If you have endo after going through the menopause. Full hysterectomy both ovaries removed, please mess I'm at a loss has what to do, and so are drs.
Please please if there is any one with en... - Endometriosis UK
Please please if there is any one with endo after menopause, please mess me.
Hi Gail,
After years of severe endo and having tried everything possible, I made the decision to have both ovaries removed (I'm just gone 47yrs) I had the surgery 4 months ago and went into immediate surgical menopause. The only effect has been sweats and not great sleep but these were going to happen in menopause anyway. I have no endo type pain anymore which is great.My doctor had the sense to put me on a low dose antidepressant a few months before the surgery so my mood did not drop at all, it's actually better than ever, the anxiety I used to feel has reduced a lot. I don't regret my decision to have both ovaries removed. I will take calcium, cardio vits etc. to replace the loss of estrogen. What have you been advised to do?
Hi thanks for your reply. Sorry I did not explain proper I've all ready had ovaries removed. Glad it's worked for you that is brilliant x
How long ago did you have your surgery? Are you still going through menopause and is your problem that you still have endo symptoms?
Hi, my last opp was 15 month ago. I've gone through the change, had blood test to confirm it.
The pain eased but did not go. For the first 3 month I thought it was the after affects of the extensive surgery.
I was in theater 7 hours ! They had to bring in a liver Specalist to opp an my liver which had a very large mass. Specalist to opp on my kiddney. The ginacolagist had decided I did not need a bowel prep
( even though I had been told previosly by another consultant that it was very lightly they would have to opp on my bowel ) consequently this meant they left my cervics which were completely over taken with endo, glued to my bowl and bladder. So meaning I has a lot of left endo.
I was not has bad because they had taken so much away. But sadly it just got worse and worse. I had a MRI 5 month ago which confirmed the endo is active again.

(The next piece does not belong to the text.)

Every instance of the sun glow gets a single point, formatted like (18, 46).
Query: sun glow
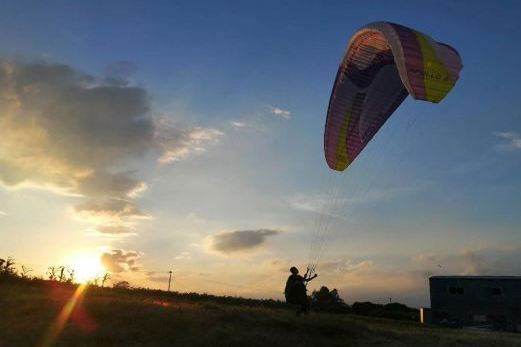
(87, 267)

My new consultant says she has never seen it before ! Not with both ovaries removed. There giving me 6 month of injections in my stomach has a last resort. If they opp again I will need bowel + bladder opp with hight risk of being left with bag on both.
I think I might have endo in my lung, before my opp I was coughing up blood. My gp said it was a chest infection. I don't cough up blood now has I don't have periods ! But the pain in my back and chest is getting worse. I cough a lot and find it difficult to breath. Also the pain that I had in side, associated with my liver, is back.
I'm a dog walker so I've always been very fit. I can only manage a couple of hours a day walking now, that leaves me rolling round in agony ever night crying.
Just hate the way people treat me like I'm soft, or exaggerating. I'm really not.
Sorry, moaning on I'm just at my whits end.